И, устремив взгляд на Голгофу, аббат Модюи разрыдался. Он плакал, подобно богоматери и Магдалине, он оплакивал погибшую истину, опустевшее небо. А там, в глубине, за всем этим мрамором и золотом, стоял огромный гипсовый Христос, уже совсем обескровленный.
XVIII
В декабре, на восьмой месяц траура, г-жа Жоссеран впервые приняла приглашение в гости, на обед. Впрочем, это был обед почти что семейный, у Дюверье, — первый субботний прием Клотильды в новом зимнем сезоне. Накануне г-жа Жоссеран предупредила Адель, что ей придется спуститься к Дюверье, помочь Жюли мыть посуду. Так уж было заведено в доме — в дни приемов посылать друг другу служанок на подмогу.
— И постарайся работать как следует, — наказывала Адели хозяйка. — Не понимаю, что это с тобой происходит в последнее время, ты совсем раскисла… А меж тем тебя разносит с каждым днем.

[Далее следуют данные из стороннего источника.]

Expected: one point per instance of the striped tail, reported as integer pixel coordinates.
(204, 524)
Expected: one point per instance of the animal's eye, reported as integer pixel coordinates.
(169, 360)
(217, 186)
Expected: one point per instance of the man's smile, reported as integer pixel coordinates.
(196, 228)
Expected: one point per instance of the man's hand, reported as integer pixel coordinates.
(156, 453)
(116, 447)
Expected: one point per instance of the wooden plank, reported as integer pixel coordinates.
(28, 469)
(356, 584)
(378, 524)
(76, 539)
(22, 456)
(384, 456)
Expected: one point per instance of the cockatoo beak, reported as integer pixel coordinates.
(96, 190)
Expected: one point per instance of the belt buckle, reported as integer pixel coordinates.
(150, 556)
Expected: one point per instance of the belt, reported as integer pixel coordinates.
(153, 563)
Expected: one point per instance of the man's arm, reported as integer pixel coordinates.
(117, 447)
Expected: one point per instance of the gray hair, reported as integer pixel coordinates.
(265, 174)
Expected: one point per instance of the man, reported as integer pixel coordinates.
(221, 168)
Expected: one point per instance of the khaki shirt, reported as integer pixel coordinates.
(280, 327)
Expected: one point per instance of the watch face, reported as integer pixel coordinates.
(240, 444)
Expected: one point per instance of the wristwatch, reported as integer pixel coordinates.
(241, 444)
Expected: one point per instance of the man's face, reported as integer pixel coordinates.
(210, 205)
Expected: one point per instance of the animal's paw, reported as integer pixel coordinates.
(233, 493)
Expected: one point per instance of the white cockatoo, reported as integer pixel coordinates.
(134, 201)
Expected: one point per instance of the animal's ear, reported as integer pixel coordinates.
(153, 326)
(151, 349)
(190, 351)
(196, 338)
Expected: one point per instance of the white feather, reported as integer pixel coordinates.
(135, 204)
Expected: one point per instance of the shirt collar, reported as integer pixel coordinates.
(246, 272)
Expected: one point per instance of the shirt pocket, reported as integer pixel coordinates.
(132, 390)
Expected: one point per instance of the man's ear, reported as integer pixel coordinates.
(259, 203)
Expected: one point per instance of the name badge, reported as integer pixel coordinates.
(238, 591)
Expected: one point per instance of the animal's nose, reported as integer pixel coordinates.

У Адели же просто-напросто шел девятый месяц беременности. Ей самой давно уже казалось, будто она толстеет, что ее очень удивляло; она вечно ходила голодная, с пустым желудком, и кипела от негодования, когда хозяйка торжествующе заявляла при посторонних, указывая на нее: вот, пожалуйста! Пусть те, кто уверяет, будто в их доме служанке даже хлеб выдают по весу, придут и посмотрят на эту толстую обжору; уж не оттого ли у нее так округлился живот, что она питается одним воздухом, как по-вашему? Когда же Адель, при всей своей глупости, поняла, наконец, какая беда с ней приключилась, она каждый раз сдерживала себя, чтобы не швырнуть какой-нибудь предмет прямо в физиономию своей хозяйке: г-жа Жоссеран действительно хвасталась перед всеми внешним видом служанки и заставляла соседей верить, что она, наконец, стала досыта кормить Адель.